Musical moods swing from lighthearted to heavy to abstract, conveying the weight of confinement, the desire of attraction and the paradoxes of the American South. It’s wide-ranging yet rooted, making each new excursion a variation of, and not a departure from, a bedrock aesthetic.

Dphrepaulezz once told me he stays in communication with his ancestors. At the time, he was unaware of the existence of the interracial couple who would inspire his next project. On WJBP, his ancestors are the centerpiece of a fable which holds lessons for today’s racially-divided society.

Dphrepaulezz recalls how researching his family history greatly impacted him. “As I get to the seventh generation, I come across a document that says, Elizabeth Gallimore presented in Amelia County court in 1759 for unlawfully cohabitating with a Negro slave belonging to Henry Jones and having several mulatto children.” He recalls trying to make sense of it all, “and then I thought, white Jesus, Black problems. And now, love comes in.” In today’s society, he adds, “We think we’re dealing with some shit, but can you imagine the day they must have confronted my seventh-generation grandfather for impregnating a white woman?

“This is a story of people who came from two different places. Two different ends of the spectrum at the peak of white supremacy. When the racial segregation laws were as prevalent and as powerful and as deep as they could be. These two people—a Black enslaved man and a white indentured servant from Scotland—chipped away at the edifice of white supremacy. It’s powerful medicine, brother.”

Making the album, he says, made it easier for him to relate to white people. “I know that sounds crazy. But I think I’ve viewed white people as they’re over here and I’m over here. I didn’t know that a white woman with all of her privilege chose freely to love my Black enslaved grandfather in the 1750s. That’s emotional to me. That digs deep inside of me. And I’m like, man, maybe we’re distracted by this whole (race) thing.”

WJBP is the first full-length release on Storefront, and possibly the last Fantastic Negrito album. Currently touring Asia and Japan, he plans to release a remix album with trap beats, as well as an all-acoustic version. He imagines himself playing shows with just a guitar. But he also feels like he has accomplished what he set out to do as Fantastic Negrito. 

“Let’s get Fantastic Negrito out of the way. Let’s go out big.

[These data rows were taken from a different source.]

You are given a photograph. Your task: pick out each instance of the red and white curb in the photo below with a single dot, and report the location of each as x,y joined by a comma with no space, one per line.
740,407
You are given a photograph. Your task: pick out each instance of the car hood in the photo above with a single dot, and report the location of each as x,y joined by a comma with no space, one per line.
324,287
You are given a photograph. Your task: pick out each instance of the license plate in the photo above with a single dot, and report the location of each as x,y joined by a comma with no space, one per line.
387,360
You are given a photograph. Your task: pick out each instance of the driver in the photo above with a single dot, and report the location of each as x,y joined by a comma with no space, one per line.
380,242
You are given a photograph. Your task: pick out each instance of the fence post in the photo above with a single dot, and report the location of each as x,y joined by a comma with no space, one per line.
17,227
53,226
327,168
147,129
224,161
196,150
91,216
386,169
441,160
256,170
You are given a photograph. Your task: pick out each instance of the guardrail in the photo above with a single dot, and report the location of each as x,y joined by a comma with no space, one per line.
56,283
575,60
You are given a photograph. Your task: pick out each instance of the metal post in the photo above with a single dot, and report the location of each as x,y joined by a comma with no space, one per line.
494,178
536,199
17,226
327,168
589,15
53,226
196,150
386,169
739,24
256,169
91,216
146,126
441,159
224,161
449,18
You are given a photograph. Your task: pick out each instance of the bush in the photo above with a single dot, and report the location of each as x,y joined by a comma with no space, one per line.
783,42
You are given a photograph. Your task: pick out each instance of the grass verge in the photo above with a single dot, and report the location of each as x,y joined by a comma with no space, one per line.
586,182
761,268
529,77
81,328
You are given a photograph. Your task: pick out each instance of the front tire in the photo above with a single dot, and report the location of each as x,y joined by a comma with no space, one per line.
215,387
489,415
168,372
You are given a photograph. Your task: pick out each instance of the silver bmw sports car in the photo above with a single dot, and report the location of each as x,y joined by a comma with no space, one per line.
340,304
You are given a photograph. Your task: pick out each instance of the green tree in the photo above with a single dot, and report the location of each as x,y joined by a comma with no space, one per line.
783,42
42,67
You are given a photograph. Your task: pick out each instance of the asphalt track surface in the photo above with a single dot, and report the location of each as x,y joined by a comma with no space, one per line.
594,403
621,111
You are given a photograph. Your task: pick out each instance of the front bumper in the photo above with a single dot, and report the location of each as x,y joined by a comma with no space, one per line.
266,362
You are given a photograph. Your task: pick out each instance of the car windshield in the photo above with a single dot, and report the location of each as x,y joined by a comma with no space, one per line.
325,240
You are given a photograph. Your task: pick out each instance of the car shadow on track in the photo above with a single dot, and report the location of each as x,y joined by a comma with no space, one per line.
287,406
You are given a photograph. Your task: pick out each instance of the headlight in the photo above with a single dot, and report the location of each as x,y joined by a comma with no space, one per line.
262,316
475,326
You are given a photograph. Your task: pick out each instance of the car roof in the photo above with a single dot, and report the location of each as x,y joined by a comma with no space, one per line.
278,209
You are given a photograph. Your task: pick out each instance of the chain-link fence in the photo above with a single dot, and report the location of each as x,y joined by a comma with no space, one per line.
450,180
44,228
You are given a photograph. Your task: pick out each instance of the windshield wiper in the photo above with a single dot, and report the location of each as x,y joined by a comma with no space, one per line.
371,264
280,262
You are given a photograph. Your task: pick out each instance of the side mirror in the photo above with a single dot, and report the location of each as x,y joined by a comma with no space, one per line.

Let’s do a film, full length album, acoustic album and a beat trap mix album, all on White Jesus Black Problems.” His next project, he says, may be a mixtape or compilation of Americana and blues “where I’m not on it at all.” 

The future vision for Storefront involves “finding people like myself or like my ancestors, people that won’t take no for an answer, (who are) not afraid to be original and work hard.” Being part of the community is also important. “I wanted it to be a label that was accessible and that provided and contributed something right here on 34th and San Pablo.” 

To that end, “I created a market—which people thought was strange for a label—but I created an outdoor market called Storefront Market, where there’s a stage where people can perform and there were vendors and there was no fee for the vendors; whatever they made, they took it home that day.”

Xavier Dphrepaulezz is a changemaker who first had to change himself before changing the world. He has changed how people think about Black music and blues in particular. He has added to the legacy of independent labels and independent-minded artists from the Bay Area. The success he has enjoyed has largely been on his own terms; he has rejected convention and embraced individuality.

“There was a lot of me growing up in the Bay Area, feeling like an outsider, feeling like a rebel, feeling like I couldn’t fit in. I wanted to get in so bad, but I could never get in. And then I found out that I didn’t want to get in, and I would make my life about that.”